Just few months ahead the news about COVID-19 started spreading in media and around, I was lying down in a beach with my lover, having deep conversations with new kind of friends, exploring new rides and living my final semester to the fullest.
The month of March was so tough for making choices, whether to stay or to go, whether to be at the moment or to think about future. Well, I chose my first instinct and that was to leave Thailand as my final semester was coming to an end and at the same the COVID-19 news were giving me panic attacks, which led me to decide that I need to return home for my well-being. Anyhow in May I had to return Nepal after graduation, but March seemed too early. It seemed too early to bid goodbye to my independence, freedom and memories stuck with this place.

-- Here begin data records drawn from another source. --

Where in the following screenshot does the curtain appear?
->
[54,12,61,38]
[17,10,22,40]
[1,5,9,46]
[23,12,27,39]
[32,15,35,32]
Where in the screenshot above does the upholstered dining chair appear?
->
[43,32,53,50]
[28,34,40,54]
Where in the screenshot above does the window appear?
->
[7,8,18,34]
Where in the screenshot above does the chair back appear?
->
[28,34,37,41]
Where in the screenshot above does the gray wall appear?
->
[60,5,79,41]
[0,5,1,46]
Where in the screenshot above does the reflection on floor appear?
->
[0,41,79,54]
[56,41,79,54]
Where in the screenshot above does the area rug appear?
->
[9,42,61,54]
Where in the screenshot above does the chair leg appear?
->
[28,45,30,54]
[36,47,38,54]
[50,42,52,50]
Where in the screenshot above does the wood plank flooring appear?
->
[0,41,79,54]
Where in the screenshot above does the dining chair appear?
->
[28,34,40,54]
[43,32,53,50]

This time I was not returning home for a summer holiday or winter break, I was returning for settling, finding new adjustments and to be precise, it felt like returning back to reality. As always being back to home felt a bit overwhelming, but as the day passed by, I started losing track of myself. I was not the same "Motivated and Independent Melissa", rather I was turning into "Lazy, Anxious and Confused Melissa".
Being back home felt like being back to safe space with a little roof at the same time being back to responsibilities and duties. I wanted to have a 3 month trip for meditation and isolation after graduation, but due to this pandemic, I feared travelling anywhere. Hence, I tried meditating indoors but it was not that helpful. Likewise, after graduation, I wanted to focus the early 3 months in self care, gym and keeping my body image perfect. Phew! I tried to make it consistent, but failed at it too. So nothing has been going according to how I wanted my May-June and July to go. I feel so weird about how I am planning my life with agendas. I am assuming this personality is coming from the experiences of me living abroad for 6 years of my life, where I always worked according to short term and long term plans.
At this point, I just feel clueless. None of the places, where I have applied for vacancies have responded. Or maybe, I just dont feel like applying sometimes. Deadlines freak me out. I just feel like attaching the CV and submitting applications, just for the sake of telling my mind that I did apply. I am not giving proper attention to this important part of my life, where I have to apply for my first job. I am just feeling more and more anxious day by day.
I just don't know when will I stop feeling this way! I NEED A BREAK FROM THESE PANDEMIC BLUES.